07/23/2021
By Sokny Long
The Francis College of Engineering, Department of Mechanical Engineering, invites you to attend a master’s thesis defense by Evgenia Plaka on “Optimization of Composite Joints.”
MSE Candidate: Evgenia Plaka
Defense Date: Tuesday, August 3, 2021
Time: 11 a.m. to noon EST
Location: This will be a virtual defense via Zoom. Those interested in attending should contact the student evgenia_plaka@student.uml.edu and committee advisor, marianna_maiaru@uml.edu, at least 24 hours prior to the defense to request access to the meeting.
Committee Chair (Advisor): Marianna Maiaru, Ph.D., Assistant Professor, Mechanical Engineering, UMass Lowell
Committee Members:
- Scott Stapleton, Ph.D., Assistant Professor, Mechanical Engineering, UMass Lowell
- Stephen Jones, Aerospace Structural Engineer, Collier Research Corporation
- Brett Bednarcyk, Ph.D., Materials Research Engineer, NASA Glenn Research Center
- Evan Pineda, Ph.D., Aerospace Research Engineer, NASA Glenn Research Center
Brief Abstract:
The analysis and optimization of composite structures is a multiscale problem.

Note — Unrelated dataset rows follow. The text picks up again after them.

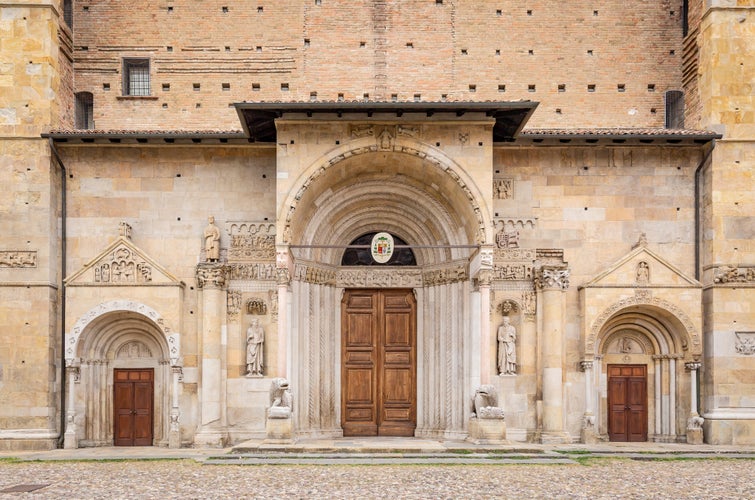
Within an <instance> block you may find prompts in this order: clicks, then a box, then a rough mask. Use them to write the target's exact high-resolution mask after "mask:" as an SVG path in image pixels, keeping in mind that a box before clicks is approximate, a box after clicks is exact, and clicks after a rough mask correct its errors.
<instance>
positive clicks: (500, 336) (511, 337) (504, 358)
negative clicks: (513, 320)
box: [498, 316, 516, 375]
mask: <svg viewBox="0 0 755 500" xmlns="http://www.w3.org/2000/svg"><path fill="white" fill-rule="evenodd" d="M509 321H510V320H509V317H508V316H504V317H503V324H502V325H501V326H499V327H498V374H499V375H515V374H516V328H514V325H512V324H511V323H510V322H509Z"/></svg>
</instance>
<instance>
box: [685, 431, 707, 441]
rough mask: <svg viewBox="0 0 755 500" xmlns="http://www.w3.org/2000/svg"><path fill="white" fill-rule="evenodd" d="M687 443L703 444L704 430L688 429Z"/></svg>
mask: <svg viewBox="0 0 755 500" xmlns="http://www.w3.org/2000/svg"><path fill="white" fill-rule="evenodd" d="M687 444H703V430H702V429H700V428H697V429H687Z"/></svg>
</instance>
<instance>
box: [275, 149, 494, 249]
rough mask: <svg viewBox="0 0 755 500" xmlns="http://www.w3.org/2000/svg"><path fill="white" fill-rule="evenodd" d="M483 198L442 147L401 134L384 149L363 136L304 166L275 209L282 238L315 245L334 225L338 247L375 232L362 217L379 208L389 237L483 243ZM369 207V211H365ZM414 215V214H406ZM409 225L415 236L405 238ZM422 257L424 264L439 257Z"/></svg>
mask: <svg viewBox="0 0 755 500" xmlns="http://www.w3.org/2000/svg"><path fill="white" fill-rule="evenodd" d="M402 187H403V189H402ZM335 194H337V195H338V196H334V195H335ZM484 199H485V198H484V196H483V195H482V193H480V191H479V189H478V188H477V186H476V185H475V183H474V181H472V179H471V178H470V177H469V176H468V174H466V172H465V171H464V169H463V168H461V167H460V166H459V165H458V164H456V163H455V161H454V160H453V159H451V158H450V157H448V156H447V155H445V154H444V153H442V152H441V151H439V150H437V149H435V148H432V147H430V146H428V145H426V144H422V143H419V142H418V141H416V140H409V139H406V138H401V137H399V138H396V140H395V141H394V143H393V144H392V145H391V147H389V148H385V149H383V148H379V147H378V145H377V144H376V143H375V141H374V139H370V138H362V139H356V140H354V141H350V142H349V143H348V144H345V145H343V146H342V147H340V148H336V149H334V150H333V151H330V152H329V153H328V154H326V155H324V156H322V157H321V158H319V159H317V160H316V161H315V162H313V163H312V164H311V165H310V166H309V167H308V168H307V169H306V171H305V172H304V173H303V174H302V175H301V176H300V177H299V179H298V180H297V181H296V182H295V184H294V186H293V187H292V188H291V190H290V192H289V195H288V196H287V198H286V200H285V203H284V204H283V205H282V206H281V208H280V213H279V214H278V227H282V228H283V231H282V232H281V240H282V242H283V243H288V244H301V245H314V244H328V243H331V242H332V240H335V239H336V235H334V234H333V232H334V231H333V229H334V224H335V229H336V231H337V232H338V236H337V237H338V238H339V239H340V240H341V241H339V243H341V244H343V240H345V239H348V238H350V237H351V238H352V239H353V237H356V236H358V234H357V233H359V232H362V233H363V232H367V230H374V229H378V228H377V227H374V223H373V227H369V226H370V223H369V222H368V219H369V218H372V219H373V220H374V219H375V210H378V209H379V210H380V211H381V212H380V213H381V215H382V214H384V215H385V217H382V223H383V224H385V223H388V224H390V223H391V222H393V224H394V225H395V226H396V228H397V229H399V230H400V231H401V232H396V234H398V235H399V236H401V237H402V238H404V239H406V240H407V241H410V242H412V243H422V244H447V245H454V244H483V243H486V242H489V241H492V233H491V232H492V229H491V227H492V226H491V220H490V214H489V210H488V207H487V206H486V204H485V201H484ZM357 201H358V202H359V203H357ZM328 203H329V205H328V206H327V207H325V206H323V204H328ZM376 203H378V205H375V204H376ZM370 204H372V207H371V208H372V212H371V213H370V211H369V210H367V209H366V208H365V207H367V206H368V205H370ZM326 208H327V209H326ZM339 209H340V210H339ZM418 213H419V214H421V215H420V217H419V218H416V217H415V218H414V219H413V218H412V217H410V216H409V214H414V215H416V214H418ZM318 217H319V219H318ZM326 222H327V224H328V226H324V224H325V223H326ZM427 223H429V225H428V224H427ZM419 225H428V226H429V228H430V229H429V231H430V233H429V234H428V233H427V231H425V232H424V233H423V232H421V231H420V230H419V229H418V226H419ZM323 227H328V230H327V231H323V230H322V228H323ZM381 227H386V226H384V225H383V226H381ZM412 228H414V229H415V230H417V231H418V233H417V234H415V235H412V234H411V229H412ZM386 230H391V228H388V227H386ZM402 233H403V234H402ZM417 237H421V238H420V239H417ZM326 241H327V243H326ZM325 257H327V260H328V261H335V260H337V259H335V258H334V257H332V256H325ZM425 257H426V262H431V261H436V260H437V259H438V258H441V256H436V257H435V258H430V256H429V255H426V256H425ZM445 257H446V258H447V257H448V256H445ZM418 258H421V257H419V256H418Z"/></svg>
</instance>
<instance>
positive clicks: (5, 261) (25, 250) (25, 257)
mask: <svg viewBox="0 0 755 500" xmlns="http://www.w3.org/2000/svg"><path fill="white" fill-rule="evenodd" d="M0 267H15V268H18V267H37V251H36V250H0Z"/></svg>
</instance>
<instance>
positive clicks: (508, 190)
mask: <svg viewBox="0 0 755 500" xmlns="http://www.w3.org/2000/svg"><path fill="white" fill-rule="evenodd" d="M513 197H514V179H493V198H495V199H496V200H510V199H511V198H513Z"/></svg>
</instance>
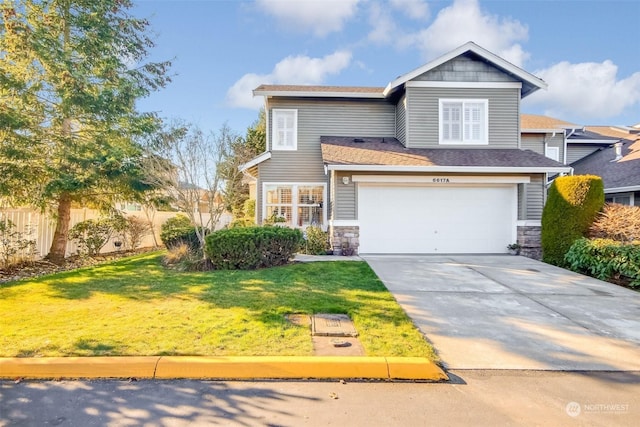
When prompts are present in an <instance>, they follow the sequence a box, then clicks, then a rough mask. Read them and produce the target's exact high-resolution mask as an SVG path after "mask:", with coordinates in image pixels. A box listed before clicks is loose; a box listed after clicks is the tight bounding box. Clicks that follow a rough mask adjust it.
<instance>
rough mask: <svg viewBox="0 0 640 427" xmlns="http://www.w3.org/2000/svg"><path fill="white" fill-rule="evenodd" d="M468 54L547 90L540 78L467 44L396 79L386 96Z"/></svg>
mask: <svg viewBox="0 0 640 427" xmlns="http://www.w3.org/2000/svg"><path fill="white" fill-rule="evenodd" d="M466 52H473V53H475V54H476V55H479V56H481V57H483V58H485V59H486V60H488V61H489V62H492V63H494V64H495V65H497V66H498V67H500V68H502V69H504V70H506V71H507V72H509V73H511V74H513V75H515V76H517V77H519V78H520V79H522V80H524V81H527V82H529V83H531V84H532V85H534V86H536V87H538V88H540V89H546V88H547V83H545V81H544V80H542V79H539V78H538V77H536V76H534V75H533V74H531V73H529V72H527V71H525V70H523V69H522V68H520V67H517V66H515V65H513V64H512V63H510V62H508V61H506V60H504V59H502V58H500V57H499V56H497V55H495V54H493V53H491V52H489V51H488V50H486V49H484V48H482V47H480V46H478V45H477V44H475V43H473V42H467V43H465V44H463V45H462V46H460V47H458V48H457V49H454V50H452V51H451V52H449V53H446V54H444V55H442V56H441V57H439V58H437V59H435V60H433V61H431V62H429V63H427V64H425V65H423V66H422V67H419V68H416V69H415V70H413V71H410V72H408V73H407V74H404V75H402V76H400V77H398V78H397V79H395V80H394V81H392V82H391V83H389V85H388V86H387V89H385V91H384V94H385V95H387V94H388V93H389V92H390V91H391V90H393V89H395V88H396V87H398V86H400V85H402V84H404V83H406V82H408V81H409V80H412V79H414V78H416V77H418V76H419V75H420V74H424V73H426V72H427V71H429V70H431V69H433V68H436V67H438V66H440V65H442V64H444V63H445V62H447V61H450V60H452V59H453V58H455V57H457V56H460V55H462V54H463V53H466Z"/></svg>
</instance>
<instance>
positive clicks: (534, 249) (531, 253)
mask: <svg viewBox="0 0 640 427" xmlns="http://www.w3.org/2000/svg"><path fill="white" fill-rule="evenodd" d="M518 243H519V244H520V246H522V249H521V250H520V255H523V256H526V257H527V258H532V259H535V260H538V261H539V260H541V259H542V227H541V226H539V225H524V226H518Z"/></svg>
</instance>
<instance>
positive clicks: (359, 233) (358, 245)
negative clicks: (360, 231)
mask: <svg viewBox="0 0 640 427" xmlns="http://www.w3.org/2000/svg"><path fill="white" fill-rule="evenodd" d="M329 236H330V240H331V248H332V249H333V254H334V255H343V249H353V253H352V254H351V255H357V254H358V247H359V246H360V227H358V226H357V225H355V226H334V225H332V226H331V227H330V228H329ZM345 255H346V254H345Z"/></svg>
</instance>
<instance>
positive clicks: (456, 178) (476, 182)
mask: <svg viewBox="0 0 640 427" xmlns="http://www.w3.org/2000/svg"><path fill="white" fill-rule="evenodd" d="M351 179H352V180H353V182H361V183H398V184H529V183H530V182H531V178H530V177H529V176H515V175H512V176H495V175H476V176H472V175H438V176H415V175H409V176H407V175H403V176H400V175H353V176H352V177H351Z"/></svg>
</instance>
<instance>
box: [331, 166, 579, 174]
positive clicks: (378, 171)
mask: <svg viewBox="0 0 640 427" xmlns="http://www.w3.org/2000/svg"><path fill="white" fill-rule="evenodd" d="M326 167H327V170H335V171H359V172H437V173H443V172H449V173H465V172H476V173H571V172H572V170H573V168H571V167H568V166H550V167H542V166H526V167H522V166H521V167H518V166H401V165H345V164H327V165H326Z"/></svg>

To overcome the complex multiscale design problem associated with composite structures, Integrated Computational Materials Engineering (ICME) frameworks are being investigated for their use in rapid composite optimization. Within ICME, several length scales are studied, integrated, and optimized using computational techniques to design the ultimate performance of the composite at the macroscale. The work presented in this thesis falls under the macroscale component of the ICME framework. Its aim is to establish a reliable analysis process for the optimization of a structural composite joint (Y-joint) to be used in an aircraft, using a rapid joint design tool software called HyperX.
HyperX was investigated as a substitute and/or complement to the finite element analysis software, Abaqus. Abaqus, while an extremely beneficial tool, trades computational efficiency for increased accuracy. A composite flat pi joint and a composite Y-joint (curved Pi-joint) were evaluated in HyperX to determine the applicability and limits of the software for the Pi-joint configurations because HyperX does not explicitly include Pi-joint capability. Furthermore, four main preliminary parametric studies were performed to better understand the capability of HyperX in predicting the stress distributions and trends in the Y-joint. The parameters explored were the joint curvature, the laminated skin thickness, the adhesive systems, and the ply composition. Lastly, preliminary failure predictions using appropriate failure criteria were analyzed for the effect of skin thickness.
All interested students and faculty members are invited to attend the online defense via remote access.